北朝鮮の経済危機の構造的要因



木村光彦




1.北朝鮮の経済について

ソ連崩壊ののち北朝鮮経済が停滞に陥り、近年とくに危機的状況を示していることは明白である。北朝鮮政府自身もそのことを認めるに至っている。それでは、それ以前はどうだったのであろうか。

1960―70年代の北朝鮮の経済は順調であったと考える人が多いのではないだろうか。この小論では、現在の危機の要因を北朝鮮社会の特質から考察する。

北朝鮮には、以前から、他の社会主義国と同様あるいはそれ以上の欠陥、すなわち非効率性、硬直性、労働意欲の欠如といった問題が存在し、経済発展の大きな障害となっていた。金日成の演説を参照するとこのことがよく分かる。金日成には膨大な著作(演説)集があり、そのなかで彼は自己賛美を繰り返す一方、経済運営上の数々の問題点を指摘しているからである。これらは北朝鮮経済の実情を知るうえで欠かせない資料となっている。こうした問題の指摘は、最高権力者である金日成のみがなしえるものであり、じっさい他の公式資料にはほとんどみられない。以下、そのいくつかを紹介しよう(訳文は、日本語版『金日成著作集』による)。

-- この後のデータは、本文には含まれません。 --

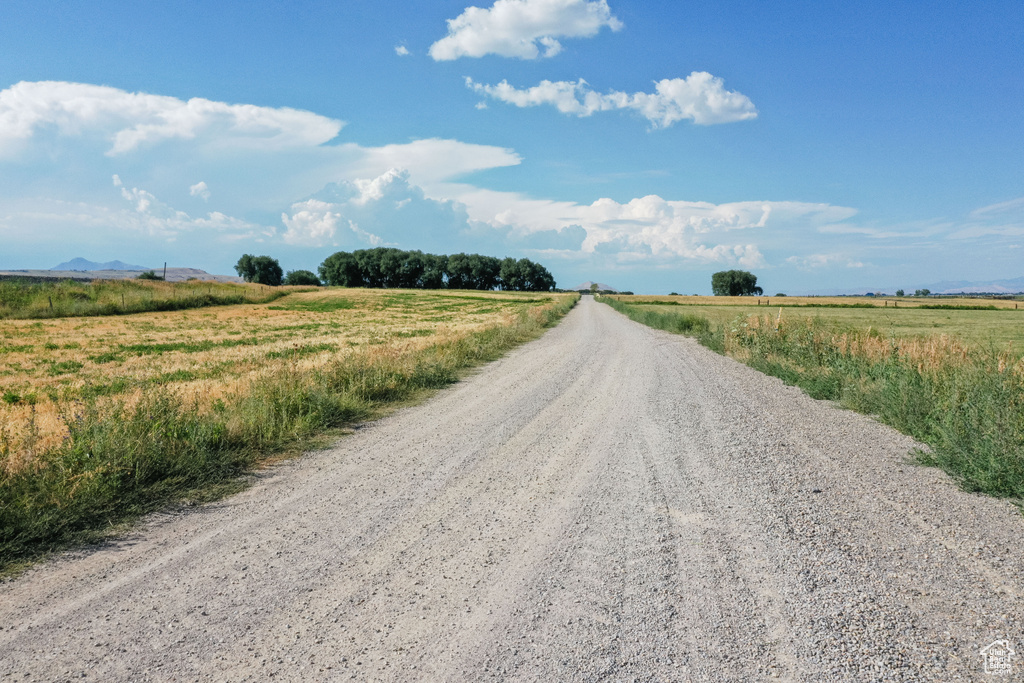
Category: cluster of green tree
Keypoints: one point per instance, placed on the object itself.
(735, 283)
(387, 267)
(414, 269)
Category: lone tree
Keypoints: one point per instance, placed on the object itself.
(259, 269)
(734, 283)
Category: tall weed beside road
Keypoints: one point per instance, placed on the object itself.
(965, 401)
(124, 456)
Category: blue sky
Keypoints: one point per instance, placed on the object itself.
(644, 144)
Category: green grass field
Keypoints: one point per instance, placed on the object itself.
(999, 327)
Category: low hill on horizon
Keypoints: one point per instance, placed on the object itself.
(80, 263)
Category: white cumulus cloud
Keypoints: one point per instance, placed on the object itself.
(524, 29)
(131, 120)
(699, 97)
(312, 223)
(200, 189)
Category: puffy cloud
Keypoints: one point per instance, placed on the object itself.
(699, 97)
(431, 161)
(382, 210)
(524, 29)
(311, 223)
(131, 120)
(817, 261)
(650, 229)
(200, 189)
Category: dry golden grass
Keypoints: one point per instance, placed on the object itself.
(881, 302)
(213, 353)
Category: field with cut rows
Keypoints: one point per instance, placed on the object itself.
(116, 412)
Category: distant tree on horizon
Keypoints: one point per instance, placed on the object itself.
(259, 269)
(385, 266)
(304, 278)
(734, 283)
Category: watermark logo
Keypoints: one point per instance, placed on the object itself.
(998, 657)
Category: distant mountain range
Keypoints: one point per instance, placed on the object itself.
(85, 264)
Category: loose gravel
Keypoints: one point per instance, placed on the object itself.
(608, 503)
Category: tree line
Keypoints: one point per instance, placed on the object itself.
(395, 268)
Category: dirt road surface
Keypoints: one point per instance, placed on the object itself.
(608, 503)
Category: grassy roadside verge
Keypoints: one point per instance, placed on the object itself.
(966, 403)
(118, 297)
(122, 459)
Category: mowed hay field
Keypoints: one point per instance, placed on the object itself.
(968, 319)
(102, 416)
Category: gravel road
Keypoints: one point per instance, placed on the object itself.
(608, 503)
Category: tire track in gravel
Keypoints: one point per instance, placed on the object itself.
(606, 503)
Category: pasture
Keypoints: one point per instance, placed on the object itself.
(969, 319)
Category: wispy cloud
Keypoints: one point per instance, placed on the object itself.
(699, 97)
(818, 261)
(523, 29)
(1012, 207)
(131, 120)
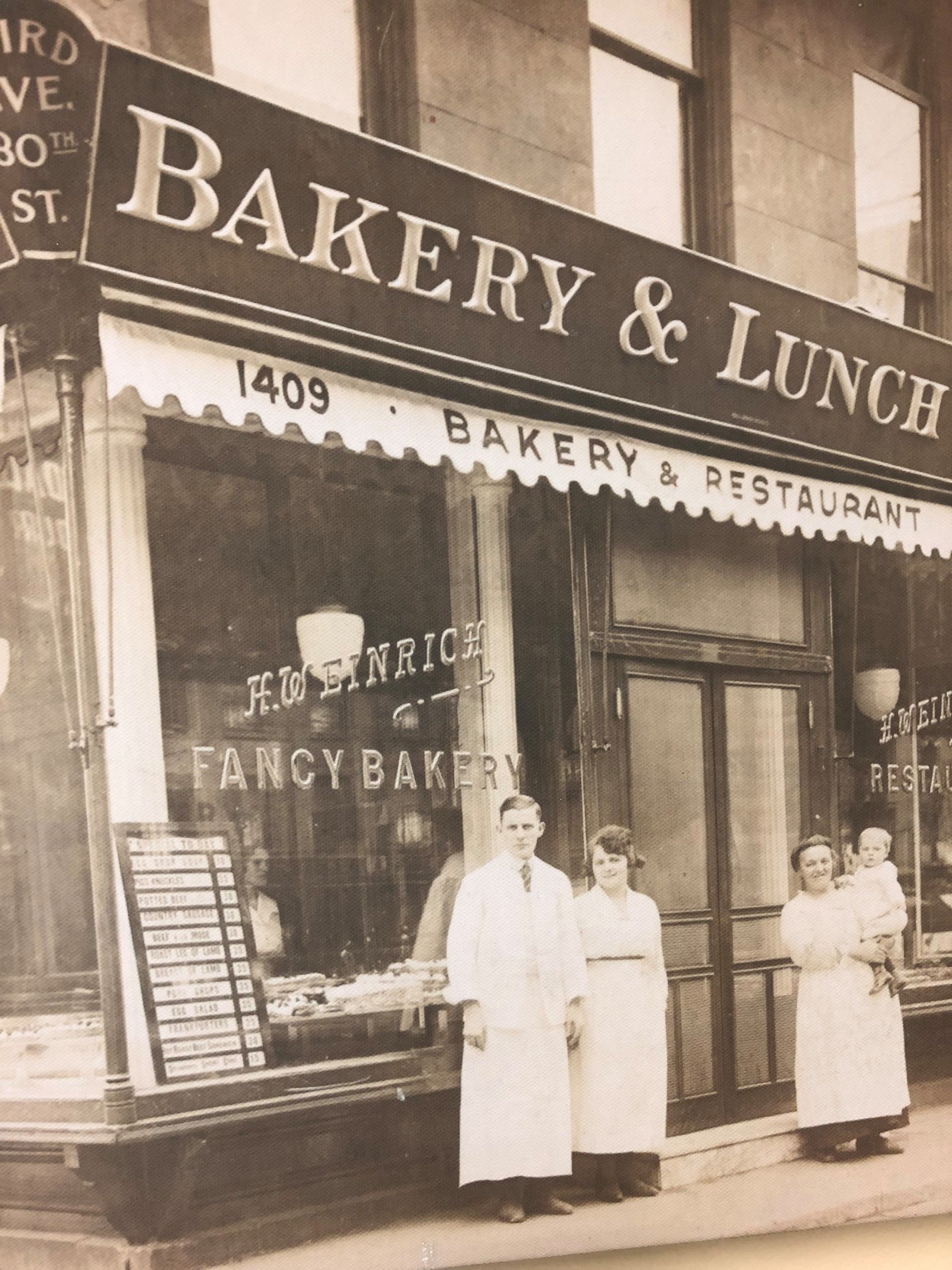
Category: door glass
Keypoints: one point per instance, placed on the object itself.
(763, 789)
(667, 755)
(698, 1038)
(686, 944)
(753, 1060)
(785, 1014)
(757, 939)
(678, 573)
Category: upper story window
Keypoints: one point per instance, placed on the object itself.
(892, 239)
(643, 81)
(298, 54)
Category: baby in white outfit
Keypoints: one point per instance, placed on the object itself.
(881, 905)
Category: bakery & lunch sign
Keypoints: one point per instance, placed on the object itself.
(235, 205)
(232, 205)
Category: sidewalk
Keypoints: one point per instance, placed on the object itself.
(799, 1194)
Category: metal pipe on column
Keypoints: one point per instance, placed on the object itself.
(118, 1094)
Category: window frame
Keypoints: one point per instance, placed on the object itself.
(923, 294)
(705, 121)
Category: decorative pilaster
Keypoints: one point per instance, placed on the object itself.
(135, 745)
(482, 590)
(126, 651)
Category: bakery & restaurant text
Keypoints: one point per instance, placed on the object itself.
(494, 272)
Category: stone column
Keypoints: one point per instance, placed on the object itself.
(135, 745)
(122, 586)
(482, 590)
(494, 567)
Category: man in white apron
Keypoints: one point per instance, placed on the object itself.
(516, 964)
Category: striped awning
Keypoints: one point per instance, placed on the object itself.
(197, 376)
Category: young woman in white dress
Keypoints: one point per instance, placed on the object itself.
(851, 1070)
(620, 1068)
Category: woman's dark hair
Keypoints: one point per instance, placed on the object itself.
(616, 840)
(815, 840)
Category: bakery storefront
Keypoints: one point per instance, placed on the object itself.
(360, 493)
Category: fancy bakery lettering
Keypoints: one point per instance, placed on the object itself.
(275, 767)
(493, 275)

「工場や企業所へ行ってみると、資材倉庫一つまともなものがなく、多くの資材を浪費しています……石炭やセメントのようなものも倉庫に保管すれば、少しも浪費されないはずなのに、屋外になおざりに積んでおくので雨にぬれてつかえなくなったり、風に吹きちらされてなくなったりしています」(1968年5月)。

「われわれは毎年数十万トンの魚をとっていますが、実際に人民の手にゆきわたる量はいくらにもなりません。それは他でもなく、水産部門の幹部が魚類の加工の手配を綿密におこなわず、水揚げした魚を多く腐らせているためです」(1968年6月)。

「近年、穀物生産が伸び悩んでいます……いま協同農場管理職員はなまけぐせがついて勤労精神がたりず、野良にでる場合があっても仕事はしようとせず、指示ばかり与えて歩き回っています。一部の協同農場管理職員はいちばん忙しい田植えどきや草とりの時期には生産労働に参加しようとせず、秋に稲の束を幾度か運搬しては労働点数をかせいでいます」(1970年11月)。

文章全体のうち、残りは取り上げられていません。